Un arrêté ministériel pris le 31 décembre 2021 met les commerces de cannabidiol en grande difficulté. Certains représentants du secteur travaillent pour la suspension du décret.

Les promoteurs du cannabidiol (CBD) savaient qu’ils avaient peu de chances d’obtenir totalement gain de cause, vendredi 7 janvier, devant le Conseil constitutionnel. Et, sans surprise, l’institution a rejeté une question prioritaire de constitutionnalité qu’elle avait déposée, sur les critères de définition des stupéfiants, en défense de l’usage de cannabis non psychotrope.

Mais peu importe : les acteurs de l’industrie du CBD sont déterminés à continuer d’utiliser tous les leviers à leur disposition et voient dans cette décision un espoir, car ils estiment que la fleur de CBD ne rentre pas dans le champ choisi de la définition des stupéfiants. , qui doit conjuguer phénomène d’addiction et risque pour la santé. Dans leur viseur, l’arrêté ministériel du 31 décembre 2021, qui interdit « la vente aux consommateurs de fleurs ou de feuilles crues sous toutes leurs formes, seules ou mélangées à d’autres ingrédients, leur possession par les consommateurs et leur consommation ».

La guérilla judiciaire devrait connaître de nouveaux épisodes. La vente de fleurs constitue, en effet, l’essentiel du chiffre d’affaires des 1 800 boutiques CBD implantées en France. L’arrêté du 31 décembre, justifié principalement par des raisons de santé publique, constitue donc un séisme pour le secteur.

La crainte de la perquisition

La crainte de la perquisition

La part des fleurs constitue ainsi 90% des revenus d’Alexandre Boussini, gérant du magasin Zen Emeraude CBD, situé dans le 12e arrondissement de Paris. Du coup, le propriétaire de 31 ans a préféré ne pas ouvrir lundi 3 janvier, craignant aussi « d’être fouillé ». M. Boussini ne sait, dit-il, que faire de la souche de fleurs qui lui reste sur les bras.

À Lire  CBD : le Conseil d'Etat suspend l'interdiction de vente de fleurs de cannabis

Les produits cosmétiques et de vapotage sont toujours autorisés tant que leur teneur en THC ne dépasse pas 0,3 %. Il en va de même pour les aliments, qui ne doivent être composés que de fibres ou de graines de chanvre. Mais ces produits sont, selon Boussini, insuffisants : si la décision du gouvernement est implacable, « il n’aura pas d’autre choix » que de fermer, argumente-t-il.

A l’intérieur de la boutique Aoma CBD (Paris, XIe) les boîtes sont remplies de fleurs CBD. Jean-François Baï, président de ladite société, a décidé de liquider tous ses stocks de fleurs après la publication du décret. « C’était le branle-bas de combat pendant deux jours », décrit le gérant du magasin, qui a ouvert ses portes en octobre 2021. « On a fait des promotions sur le site et passé le mot à nos clients », poursuit- elles ou ils.

Il vous reste encore 70,38% de cet article à lire. Ce qui suit est réservé aux abonnés.

Vous pouvez lire Le Monde sur un appareil à la fois

Ce message s’affichera sur l’autre appareil.

Parce qu’une autre personne (ou vous) lit Le Monde avec ce compte sur un autre appareil.

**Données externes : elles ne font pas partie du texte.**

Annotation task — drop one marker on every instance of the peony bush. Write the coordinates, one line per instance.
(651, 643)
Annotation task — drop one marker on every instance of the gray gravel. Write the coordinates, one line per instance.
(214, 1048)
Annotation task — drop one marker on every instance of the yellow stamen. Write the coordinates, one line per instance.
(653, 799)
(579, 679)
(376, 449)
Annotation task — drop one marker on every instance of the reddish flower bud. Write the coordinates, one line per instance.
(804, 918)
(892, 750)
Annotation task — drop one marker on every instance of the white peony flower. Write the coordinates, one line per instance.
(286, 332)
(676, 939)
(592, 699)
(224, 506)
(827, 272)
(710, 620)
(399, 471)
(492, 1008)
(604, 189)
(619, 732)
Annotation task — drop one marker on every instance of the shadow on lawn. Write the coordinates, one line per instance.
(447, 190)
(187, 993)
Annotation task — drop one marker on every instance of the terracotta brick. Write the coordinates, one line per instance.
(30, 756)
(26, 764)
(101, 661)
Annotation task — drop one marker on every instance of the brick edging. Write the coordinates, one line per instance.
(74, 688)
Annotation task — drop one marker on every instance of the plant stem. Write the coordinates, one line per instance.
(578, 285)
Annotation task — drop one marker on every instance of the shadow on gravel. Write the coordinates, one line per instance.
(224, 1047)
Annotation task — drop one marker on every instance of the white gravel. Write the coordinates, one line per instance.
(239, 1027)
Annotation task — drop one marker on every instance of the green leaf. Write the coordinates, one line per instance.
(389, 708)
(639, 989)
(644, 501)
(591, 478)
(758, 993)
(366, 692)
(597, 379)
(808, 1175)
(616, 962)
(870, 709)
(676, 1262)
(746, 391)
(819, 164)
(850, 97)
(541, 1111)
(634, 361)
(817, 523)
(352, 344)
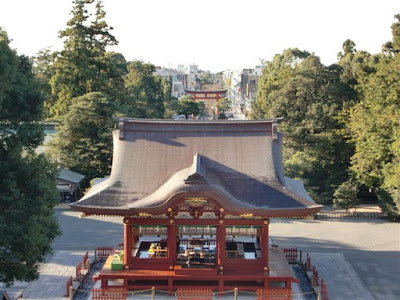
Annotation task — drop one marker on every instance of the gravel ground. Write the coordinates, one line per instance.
(87, 283)
(305, 285)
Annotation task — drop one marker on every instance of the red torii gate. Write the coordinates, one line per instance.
(206, 96)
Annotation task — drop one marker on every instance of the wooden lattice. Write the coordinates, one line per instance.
(291, 253)
(84, 260)
(109, 294)
(194, 294)
(78, 270)
(324, 293)
(69, 283)
(274, 294)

Vous ne pouvez lire Le Monde que sur un seul appareil à la fois (ordinateur, téléphone ou tablette).

Comment arrêter de voir ce message ?

En cliquant sur «  » et en vous assurant d’être la seule personne à consulter Le Monde avec ce compte.

Que se passera-t-il si vous continuez à lire ici ?

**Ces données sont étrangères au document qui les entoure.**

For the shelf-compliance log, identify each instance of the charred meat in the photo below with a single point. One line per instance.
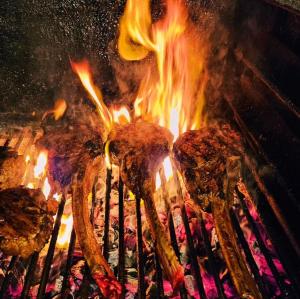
(26, 221)
(209, 160)
(139, 148)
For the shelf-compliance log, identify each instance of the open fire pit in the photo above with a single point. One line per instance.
(165, 191)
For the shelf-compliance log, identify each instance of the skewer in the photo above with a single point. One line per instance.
(121, 266)
(51, 249)
(193, 255)
(107, 214)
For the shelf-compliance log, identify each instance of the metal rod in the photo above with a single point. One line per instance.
(121, 265)
(211, 261)
(51, 249)
(107, 214)
(261, 244)
(159, 278)
(8, 276)
(182, 290)
(141, 274)
(29, 275)
(68, 264)
(189, 238)
(250, 260)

Ce message s’affichera sur l’autre appareil. Ce dernier restera connecté à ce compte.

À Lire  30 meilleurs écouteurs Bluetooth de sport testés en 2022 : après avoir recherché les options

Non. Vous pouvez vous connecter avec votre compte sur autant d’appareils que vous le souhaitez, mais en les utilisant à des moments différents.

Vous ne savez pas qui est l’autre personne ?

Nous vous recommandons de changer votre mot de passe.